Reputation: 7
I am stuck trying to implement a python 3 program. What I am trying to do is web scrape printer page (http://192.168.1.10 for example which is hp laser jet for example) I am trying to make a scraper that will go to about 20 different urls with printer pages and grab the H1 tags where the printer model is stored in tag.
I am new to python, and I would like to use a txt file with urls and use a for loop to use the url as a varible.
my current code is like this and works for single url, but i dont know how to word what I am looking for to figure out how to use a text file and each line as a varible.
here is url text file for example:
http://192.168.1.10
http://192.168.1.11
http://192.168.1.12
...etc one url per line
My python 3 code looks like this:
import requests
from bs4 import BeautifulSoup
page = requests.get('http://192.168.1.10/')
soup = BeautifulSoup(page.text, 'html.parser')
page = soup.find(class_='mastheadTitle')
pagehp = page.find_all('h1')
for page in pagehp:
print(page.prettify())
use line here:
page = requests.get('http://192.168.1.10/')

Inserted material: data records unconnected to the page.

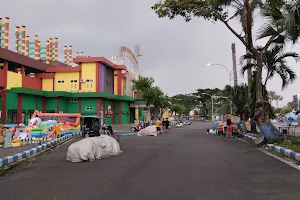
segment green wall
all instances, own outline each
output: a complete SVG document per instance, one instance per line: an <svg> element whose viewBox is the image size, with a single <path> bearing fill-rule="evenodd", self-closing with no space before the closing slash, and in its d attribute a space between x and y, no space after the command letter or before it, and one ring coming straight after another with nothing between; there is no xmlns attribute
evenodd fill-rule
<svg viewBox="0 0 300 200"><path fill-rule="evenodd" d="M6 112L7 110L17 110L18 108L18 94L6 93Z"/></svg>
<svg viewBox="0 0 300 200"><path fill-rule="evenodd" d="M37 99L37 109L39 110L39 111L42 111L43 110L43 101L44 101L44 97L40 97L40 96L37 96L36 97L36 99Z"/></svg>
<svg viewBox="0 0 300 200"><path fill-rule="evenodd" d="M46 112L49 110L56 112L57 108L57 98L47 98L46 100Z"/></svg>
<svg viewBox="0 0 300 200"><path fill-rule="evenodd" d="M76 102L70 102L68 104L67 113L79 113L78 111L78 99Z"/></svg>
<svg viewBox="0 0 300 200"><path fill-rule="evenodd" d="M34 95L24 95L22 97L22 109L25 112L25 123L27 123L29 116L29 111L43 110L43 99L44 97L34 96ZM65 113L78 113L81 112L83 116L97 115L97 99L98 98L82 98L81 99L81 111L78 110L78 100L76 102L70 102L69 98L60 98L60 110ZM105 102L105 107L104 107ZM107 109L107 106L112 107L112 100L103 99L101 101L101 113L104 113ZM119 113L119 101L115 101L114 109L112 107L113 115L115 117L115 124L119 124L119 114L121 114L122 124L129 123L129 103L127 101L121 101L122 104L122 113ZM0 98L0 105L2 105L2 99ZM17 110L18 105L18 94L7 92L7 103L6 103L6 112L8 110ZM87 107L93 108L92 110L86 110ZM54 111L56 112L57 108L57 97L50 97L46 99L46 112ZM1 110L1 108L0 108ZM142 112L142 111L141 111ZM104 116L106 117L106 116ZM1 118L0 118L1 122ZM112 117L106 118L106 124L112 124Z"/></svg>
<svg viewBox="0 0 300 200"><path fill-rule="evenodd" d="M129 104L127 101L122 101L122 124L129 123Z"/></svg>
<svg viewBox="0 0 300 200"><path fill-rule="evenodd" d="M31 118L33 111L36 110L36 96L34 95L22 95L22 110L25 114L24 123L27 124L28 119ZM30 113L29 113L30 111Z"/></svg>
<svg viewBox="0 0 300 200"><path fill-rule="evenodd" d="M59 110L63 111L64 113L68 112L68 106L70 103L70 99L69 98L59 98Z"/></svg>
<svg viewBox="0 0 300 200"><path fill-rule="evenodd" d="M36 110L36 96L22 95L22 109Z"/></svg>
<svg viewBox="0 0 300 200"><path fill-rule="evenodd" d="M86 110L87 107L92 107L93 110ZM83 116L97 115L97 98L83 98L81 99L81 114Z"/></svg>

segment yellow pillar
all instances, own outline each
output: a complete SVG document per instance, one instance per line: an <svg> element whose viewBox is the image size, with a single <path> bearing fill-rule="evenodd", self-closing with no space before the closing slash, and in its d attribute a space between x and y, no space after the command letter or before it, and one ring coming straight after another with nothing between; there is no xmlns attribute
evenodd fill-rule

How can I change that to my urls.txt and make it a loop so it uses each url on each line as that string?
Upvotes: 0
Views: 1067
Reputation: 2905
You can use the python open
module like this:
import requests
from bs4 import BeautifulSoup
url_file = "url_file.txt" #The URL should be written one per line in the url_file.txt file
with open(url_file, "r") as f:
url_pages = f.read()
# we need to split each urls into lists to make it iterable
pages = url_pages.split("\n") # Split by lines using \n
# now we run a for loop to visit the urls one by one
for single_page in pages:
page = requests.get(single_page.strip())
soup = BeautifulSoup(page.text, 'html.parser')
page = soup.find(class_='mastheadTitle')
pagehp = page.find_all('h1')
for page in pagehp:
print(page.prettify())
Upvotes: 2
Reputation: 3046
with open("urls.txt") as f:
for line in f:
page = requests.get(line.strip())
...
Upvotes: 0